You are so right, I was not modeling that respect to my children. I hadn't realized how controling I had gotten with Isaiah. I had gotten so tired of the battles every day that I had started demanding before asking because i felt like it would turn into a battle either way. Just being aware helped so much today. I was careful to let Isaiah do things on his timeline instead of mine, and asked him if/when he would be willing to do requests instead of telling him they must be done. Sitting them down and spelling it out is important too, I will try to do that tomorrow.

Quote:
Originally Posted by Evan&Anna's_Mom View Post
Then, absolutely do not respond to rude, demanding requests. No matter what. Child makes demand, you say "Please say that respectfully." or "I will be happy to talk to you when you use a polite tone." or whatever you want to make your mantra. Do not give in!! If child screams and yells, ignore it. Starts hitting? Say "I will not let you hit me" and move -- to a room with a lock if necessary. Your children are old enough to know you aren't abandoning them forever, just moving to be safe. Honestly, by 4 I would have picked up child, carried them to their room and said "You are welcome to come back downstairs when you are calm" and walk out. Repeat as necessary. But not everyone is OK with that semi-timeout approach.
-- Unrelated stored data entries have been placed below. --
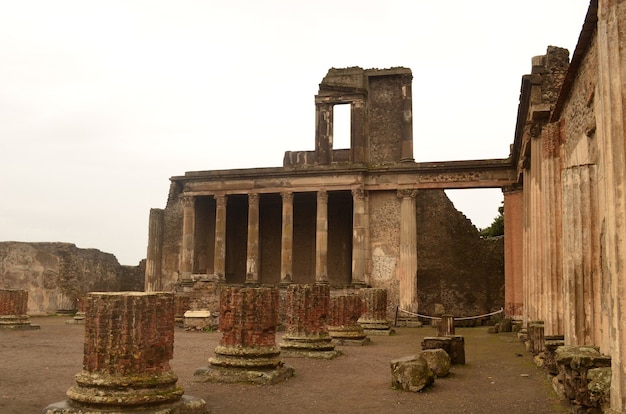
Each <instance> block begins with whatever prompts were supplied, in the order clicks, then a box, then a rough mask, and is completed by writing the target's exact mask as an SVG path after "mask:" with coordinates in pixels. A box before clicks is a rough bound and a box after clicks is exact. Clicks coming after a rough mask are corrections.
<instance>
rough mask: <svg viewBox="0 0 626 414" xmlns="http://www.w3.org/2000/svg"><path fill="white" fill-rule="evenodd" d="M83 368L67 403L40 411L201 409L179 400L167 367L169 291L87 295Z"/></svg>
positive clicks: (176, 380) (169, 326)
mask: <svg viewBox="0 0 626 414" xmlns="http://www.w3.org/2000/svg"><path fill="white" fill-rule="evenodd" d="M87 301H88V303H87V312H86V316H85V346H84V357H83V370H82V372H80V373H79V374H77V375H76V377H75V378H76V385H75V386H73V387H71V388H70V389H68V390H67V396H68V397H69V399H68V400H66V401H61V402H59V403H55V404H51V405H49V406H48V407H46V408H45V409H44V410H43V411H42V413H45V414H70V413H80V414H87V413H90V414H92V413H93V414H98V413H103V414H104V413H111V412H115V413H126V412H129V413H130V412H132V413H136V412H159V413H164V414H170V413H171V414H175V413H176V414H178V413H180V414H183V413H185V414H201V413H205V412H206V409H205V402H204V400H202V399H199V398H194V397H186V398H183V390H182V388H180V387H179V386H177V385H176V382H177V380H178V377H177V376H176V375H175V374H174V372H173V371H172V369H171V368H170V365H169V360H170V359H172V357H173V351H174V298H173V295H172V294H170V293H143V292H121V293H90V294H89V295H88V299H87Z"/></svg>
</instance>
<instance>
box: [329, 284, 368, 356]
mask: <svg viewBox="0 0 626 414" xmlns="http://www.w3.org/2000/svg"><path fill="white" fill-rule="evenodd" d="M364 310H365V306H364V305H363V299H361V297H360V296H357V295H340V296H335V297H331V298H330V311H329V317H328V332H329V334H330V337H331V338H332V340H333V342H334V343H336V344H338V345H365V344H367V343H368V342H370V341H369V338H367V335H366V334H365V331H364V330H363V327H362V326H361V325H360V324H359V323H358V320H359V318H360V317H361V315H362V314H363V311H364Z"/></svg>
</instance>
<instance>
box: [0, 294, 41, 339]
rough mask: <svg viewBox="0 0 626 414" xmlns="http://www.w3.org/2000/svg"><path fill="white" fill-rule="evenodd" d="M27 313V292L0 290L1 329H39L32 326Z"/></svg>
mask: <svg viewBox="0 0 626 414" xmlns="http://www.w3.org/2000/svg"><path fill="white" fill-rule="evenodd" d="M27 311H28V291H27V290H20V289H0V329H3V330H5V329H6V330H20V331H23V330H28V329H39V328H40V327H39V325H31V323H30V320H29V318H28V315H27V314H26V312H27Z"/></svg>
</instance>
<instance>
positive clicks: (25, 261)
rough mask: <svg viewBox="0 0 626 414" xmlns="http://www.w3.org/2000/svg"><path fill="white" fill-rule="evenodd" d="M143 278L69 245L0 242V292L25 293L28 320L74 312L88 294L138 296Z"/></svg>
mask: <svg viewBox="0 0 626 414" xmlns="http://www.w3.org/2000/svg"><path fill="white" fill-rule="evenodd" d="M144 272H145V268H144V263H143V262H142V263H140V264H139V265H138V266H122V265H120V264H119V263H118V261H117V259H116V258H115V256H113V255H112V254H109V253H103V252H101V251H99V250H95V249H79V248H77V247H76V246H75V245H73V244H69V243H22V242H0V286H2V287H6V288H12V289H24V290H27V291H28V294H29V295H28V314H30V315H41V314H50V313H57V312H74V311H76V310H77V306H78V303H77V301H78V299H79V298H80V297H81V296H82V295H85V294H86V293H87V292H94V291H110V292H116V291H130V290H136V291H140V290H142V289H143V279H144Z"/></svg>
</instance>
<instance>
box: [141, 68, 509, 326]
mask: <svg viewBox="0 0 626 414" xmlns="http://www.w3.org/2000/svg"><path fill="white" fill-rule="evenodd" d="M411 85H412V74H411V71H410V69H407V68H391V69H367V70H364V69H361V68H356V67H353V68H346V69H330V70H329V72H328V74H327V75H326V76H325V77H324V79H323V80H322V82H321V83H320V85H319V92H318V94H317V95H316V96H315V117H316V124H315V125H316V129H315V149H314V150H313V151H287V152H286V153H285V155H284V161H283V166H282V167H276V168H261V169H243V170H220V171H193V172H187V173H185V175H184V176H177V177H172V178H171V182H172V184H171V189H170V194H169V198H168V204H167V207H166V208H165V209H164V210H161V209H153V210H152V211H151V215H150V232H149V233H150V236H149V246H148V255H147V263H146V290H172V289H175V287H176V286H177V285H179V284H180V283H190V282H193V281H194V280H204V281H216V282H223V283H229V284H230V283H246V284H274V285H283V286H284V285H287V284H290V283H329V284H330V285H331V286H333V287H335V288H346V287H348V288H358V287H363V286H373V287H384V288H387V289H388V290H389V298H390V305H389V306H390V308H394V309H395V306H398V305H399V306H400V308H401V309H403V310H407V311H412V312H416V311H417V309H418V285H419V283H420V282H419V280H418V278H419V272H418V267H419V263H420V262H419V259H418V256H419V253H418V250H419V249H418V244H419V240H423V241H424V244H423V246H424V248H425V249H430V247H429V246H428V244H427V241H428V240H438V241H442V240H444V239H445V243H446V244H447V246H446V248H440V247H437V248H436V249H435V250H437V251H439V252H441V253H443V254H444V255H445V254H448V252H450V253H449V254H452V253H451V252H453V251H454V250H455V249H456V248H455V246H454V243H455V241H454V240H455V239H454V238H452V237H449V238H437V237H435V236H436V234H437V233H441V234H442V235H445V234H449V233H450V231H447V230H446V229H445V227H446V226H447V225H449V223H451V222H458V220H460V221H461V222H463V223H467V226H468V227H467V228H468V229H469V232H470V239H472V240H473V243H474V244H475V246H476V247H475V248H474V249H471V251H472V252H473V253H472V254H468V255H465V256H463V259H462V260H451V261H450V262H453V263H454V266H452V267H446V266H442V267H439V268H440V269H444V268H446V271H445V272H444V271H443V270H442V271H439V272H437V271H436V270H435V269H437V268H438V266H437V265H433V263H432V262H431V261H430V260H425V261H424V262H423V265H424V266H425V268H426V267H428V269H429V270H428V272H425V273H424V274H425V275H426V274H428V275H429V276H428V277H429V278H432V279H434V280H430V279H429V280H425V281H424V282H425V283H424V286H431V287H432V289H433V293H431V294H426V295H425V296H423V298H422V299H423V300H424V304H425V305H427V307H426V309H428V310H429V311H431V310H434V309H435V304H439V305H441V306H439V307H437V309H448V310H450V311H452V310H454V311H456V312H458V313H463V314H467V313H469V314H477V313H483V312H487V311H491V310H494V309H497V308H499V307H500V306H502V305H503V292H502V285H503V265H502V260H501V257H502V255H501V254H498V253H497V251H498V248H497V247H496V248H495V252H494V253H493V254H491V253H489V254H487V255H488V256H491V257H494V258H495V259H494V260H493V261H492V262H490V261H489V260H484V257H485V254H486V252H492V251H493V249H492V248H491V247H487V246H486V243H487V242H486V241H484V240H482V239H480V237H479V236H478V233H477V231H476V229H475V228H474V226H472V225H471V223H470V222H469V221H468V220H467V219H466V218H465V217H464V216H463V215H462V214H460V213H459V212H457V211H456V210H455V209H454V208H453V206H452V205H451V203H449V201H448V200H447V198H446V197H445V195H444V194H443V189H444V188H467V187H501V186H504V185H508V184H510V183H512V182H513V180H514V178H515V175H514V172H513V170H512V169H511V168H510V163H507V160H504V159H503V160H487V161H457V162H447V163H415V162H414V160H413V132H412V97H411ZM336 105H350V120H351V129H350V131H351V136H350V147H349V148H335V147H334V145H333V114H334V107H335V106H336ZM433 189H435V190H437V194H438V195H437V196H434V197H433V196H430V197H427V196H426V193H424V195H423V196H421V197H420V196H419V194H420V191H421V190H424V191H425V190H433ZM443 199H445V201H446V202H441V201H439V200H443ZM418 209H419V211H420V212H425V213H428V214H430V213H432V214H430V216H429V217H437V215H440V216H441V217H444V216H445V217H448V216H450V215H452V216H454V217H456V219H454V220H448V221H445V222H443V221H439V220H435V221H434V222H435V223H437V225H435V226H431V225H428V226H418V224H417V223H418V222H420V220H422V217H421V216H420V214H418ZM419 227H422V228H428V229H429V230H428V231H429V232H431V233H432V234H431V233H427V232H426V231H421V232H420V231H418V230H417V229H418V228H419ZM448 230H450V229H448ZM451 231H452V232H454V231H458V230H454V229H452V230H451ZM420 238H421V239H420ZM466 242H467V240H466ZM456 243H459V242H458V241H456ZM496 244H497V243H496ZM465 246H466V247H467V244H465ZM432 247H433V248H434V247H435V246H432ZM457 250H458V249H457ZM425 253H426V252H425ZM424 257H425V258H426V257H428V254H425V255H424ZM467 269H474V270H473V273H472V272H468V271H467ZM447 272H450V273H451V274H444V273H447ZM486 280H488V281H490V283H487V284H486V283H485V281H486ZM444 281H445V282H446V283H447V285H446V283H444ZM487 285H489V286H487ZM442 286H448V289H449V290H451V291H453V292H454V293H453V294H450V295H445V294H444V295H442V294H441V291H442V289H441V287H442ZM474 287H476V289H474ZM468 290H469V291H473V290H475V291H474V292H472V294H471V295H468V294H466V293H467V291H468ZM424 304H423V305H424Z"/></svg>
I don't completely disagree with you here, but I have found that my children seem to feel physical seclusion as a withdrawl of love. They totally freak at the idea of being forcefully separated from me. Plus there's the whole bedroom being upstairs near sleeping dh and upstair being mysteriously scary. Oi. It doesn't make sense to me cuz sometimes I just want to be away from everyone, they must get that from dh.

Quote:
Originally Posted by Evan&Anna's_Mom View Post
At the same time, when requests are phrased well, be sure to respond right away. Not "in a minute" (unless you are totally tied up (say, in the bathroom), then its "I'm in the bathroom, I'll be with you in a second". Remember to say "thank you for being respectful" when they are. Its really easy to put a child's request off until they get really demanding, thus training them to get demanding faster next time. Point out the people around you who are being polite and how nice it feels to help them.
Oh my gosh duh! I realized today that I do put him off every time he asks me to do or get something. It's always "in a minute" or "after such-and-such." Today I responded quickly to every polite request and he was so much more understanding the couple times I couldn't. I also thanked him when he was polite and he seemed happy with himself/ happy that I was noticing.